Chamei também para estar ao meu lado na produção o Léo Mendes, outro irmão de som, que tem aquele suíngue de violão só dele, uma sensibilidade muito bonita e também um estudo de integrar esses ritmos brasileiros em contextos mais modernos, eletrônicos.
As primeiras gigs que cantei na vida eram jazz, mas ia também a muitas rodas de samba, de choro e sempre fui apaixonada por música instrumental além disso participei de gigs eletrônicas, de reggae e dub, então fica difícil consolidar isso num disco só e eu tive que achar os caminhos, nisso também foi muito importante a soma do Thiago e do Léo.

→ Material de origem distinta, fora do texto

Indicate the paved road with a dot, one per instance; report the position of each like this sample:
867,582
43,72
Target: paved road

E o curioso é que o disco começa com muito mais elementos, mais “sofisticado”, e vai secando, virando mais corpo, mais voz. Isso é resultado de um caminho longo de cinco anos, das coisas que foram acontecendo na minha vida, que aprendi. Esse disco conta uma história que literalmente foi vivida na prática.
Poucas mulheres são produtoras musicais e compositoras, isso é reflexo do machismo?

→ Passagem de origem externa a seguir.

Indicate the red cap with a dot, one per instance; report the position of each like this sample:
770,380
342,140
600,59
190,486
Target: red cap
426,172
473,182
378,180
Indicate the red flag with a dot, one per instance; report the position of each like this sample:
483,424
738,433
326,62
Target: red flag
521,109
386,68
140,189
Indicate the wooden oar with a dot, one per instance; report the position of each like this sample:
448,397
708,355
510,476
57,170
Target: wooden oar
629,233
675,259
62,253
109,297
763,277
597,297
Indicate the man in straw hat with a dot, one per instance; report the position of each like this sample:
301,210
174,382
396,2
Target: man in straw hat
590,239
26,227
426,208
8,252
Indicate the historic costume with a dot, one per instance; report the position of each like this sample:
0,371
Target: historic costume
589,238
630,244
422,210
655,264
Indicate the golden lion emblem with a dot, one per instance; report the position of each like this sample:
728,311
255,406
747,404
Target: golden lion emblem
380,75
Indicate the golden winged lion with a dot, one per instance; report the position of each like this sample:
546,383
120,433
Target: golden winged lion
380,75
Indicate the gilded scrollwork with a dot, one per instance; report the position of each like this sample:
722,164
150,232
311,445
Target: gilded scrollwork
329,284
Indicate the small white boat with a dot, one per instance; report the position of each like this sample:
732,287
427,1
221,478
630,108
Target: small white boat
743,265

Marina – Aqui temos dois segmentos diferentes, o da mulher compositora e da mulher que é produtora musical.
Essa coisa da mulher que compõe já é um tabu que vem sendo quebrado há mais tempo, a mulher na indústria da música que vem especialmente dos anos 40/50 até o começo dos anos 2000 existia muito essa situação da mulher que era montada pra ser uma diva, um produto. A indústria escolhia que aquela mulher teria seu disco e esse disco era arranjado por homens, com homens instrumentistas, homens compositores, com tudo ordenado, como se a mulher bastasse ter um rosto e uma voz agradável para representar aquela indústria.
É louco pensar por exemplo, que em todo esse tempo vivemos situações onde a mulher teve que conquistar ao redor do mundo direitos básicos como o de votar -que parece algo antigo mas que na África do Sul só foi conquistado em 1993 e na Arábia Saudita em 2011-, direito a estar em ambientes de trabalho que não tinham relação com os cuidados do lar, direitos sobre seus próprios corpos e no entanto, seus repertórios eram composições que eram ordenadas a elas e em sua maioria, com tom de entretenimento.
Não que canções com tom de entretenimento sejam um problema, desde que isso seja uma escolha da intérprete e não uma imposição da indústria. Nesse mesmo tempo onde surge essa indústria montada de cantoras houveram muitas mulheres transgressoras que já rompiam o padrão como Carol Kaye, Nina Simone, Dona Ivone Lara, Tania Maria, Sister Rosetta Tharpe, Joni Mitchell, Alice Coltrane, entre outras…
Especialmente nos dias de hoje existe uma luta muito intensa das mulheres para quebrar essa imposição do que elas ‘devem’ ser e também nessa luta existem muitos grupos de mulheres que vem de lugares diferentes e é importante que haja esse respeito, união e lugar de fala para todas. Então essa coisa da mulher compor e ser vai crescendo conforme a liberdade e o espaço da mulher crescem também. Acredito que a mulher compositora sempre esteve, só não estava o espaço para ela se expressar.
Na produção musical ainda é bem menor a quantidade de mulheres, talvez por uma questão de acesso a esse mundo também. Trabalho em estúdios de música há dez anos, nestes 10 anos apenas uma vez vi uma mulher conduzir uma gravação da técnica de som. Nos cursos de produção musical existe uma proporção de quatro mulheres para 20 homens em sala. Nos trabalhos em que fui produtora musical, conto nos dedos de uma mão as vezes em que não houve um homem querendo interferir na minha produção, das vezes em que abri o software de gravação para mostrar uma música e algum homem após ouvir um compasso da música começou a interferir, a alterar o timbre das coisas no meu projeto sem minha autorização…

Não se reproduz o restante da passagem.